Today you can find magical and sensational photographs taken with iPhones, a device not intended for serious photography. This transition from cellphone to substitute camera is another example of human innovation at its most intriguing. In this very, very “techy” age the permutations of devices that can record an image are so numerous that the consumer can be baffled about what to buy.
The history of photography shows an ever-increasing expansion of formats that were (and are) available for use. Experimentation was destined to be critical in the metamorphosis of photography’s aesthetic. And the photograph’s utility is another reason for its longevity. We cannot conceive of a world without family albums or images of the Civil War. I cannot conceive of a world without my cameras and various lenses.
Our lives are built on phases and stages of development where we are continuously sorting this from that, and working toward this and that. Our brains and minds are jamming experiences into a small receptacle that (mostly) sorts them for us. They are similar to cameras recording our visual world as well as our physical, sensory and kinesthetic selves. Some of us are simply wired to be more spatial and visual in our orientation.
It took me years to figure out my affinity to what is (literally) right before my eyes. And lately I am more and more consumed with the camera’s frame and the vast arena awaiting to be stilled by my way of seeing the universe.
Just as it is important to read well-written literature to be a better writer, it is equally critical to study the works of noted artists and photographers to see what captivated their attention. I’m perusing through a sterling book called Photography in Print, Writings from 1816 to the Present (1981), which is edited by Vicki Goldberg. Each essay gives rise to questions about how we see as individuals (how the world is held loosely and tightly by our brains and minds).
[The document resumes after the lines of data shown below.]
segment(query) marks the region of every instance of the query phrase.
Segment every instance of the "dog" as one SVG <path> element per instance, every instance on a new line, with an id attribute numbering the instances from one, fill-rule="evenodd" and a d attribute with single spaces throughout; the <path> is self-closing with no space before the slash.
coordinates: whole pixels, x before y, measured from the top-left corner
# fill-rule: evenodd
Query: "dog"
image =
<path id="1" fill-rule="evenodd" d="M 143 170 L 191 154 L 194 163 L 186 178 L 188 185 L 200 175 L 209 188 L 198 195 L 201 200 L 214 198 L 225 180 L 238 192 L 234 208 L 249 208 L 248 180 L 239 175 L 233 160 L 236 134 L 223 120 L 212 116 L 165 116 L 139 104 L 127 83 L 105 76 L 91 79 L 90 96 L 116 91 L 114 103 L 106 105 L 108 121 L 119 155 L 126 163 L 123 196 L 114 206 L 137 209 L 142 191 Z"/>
So the inaccessible parts of my mind can keep on doing their jobs. I’m bound to get a glimpse here and there of how it prods me. Or will I? Each book that I read about the mind/body/brain connection convinces me that a cross-pollination occurs between them. But the interconnection that binds human thought with action and behavior is stranger than I ever thought. At least I can fixate on the camera’s eye and my own vision to help understand what I do know: the here and now.
I may not understand the true inner workings of the mind and brain, but I respect that it’s oh so complex and mysterious. But that does not stop me from building layer upon layer of information about them, and adding it to my knowledge reservoir.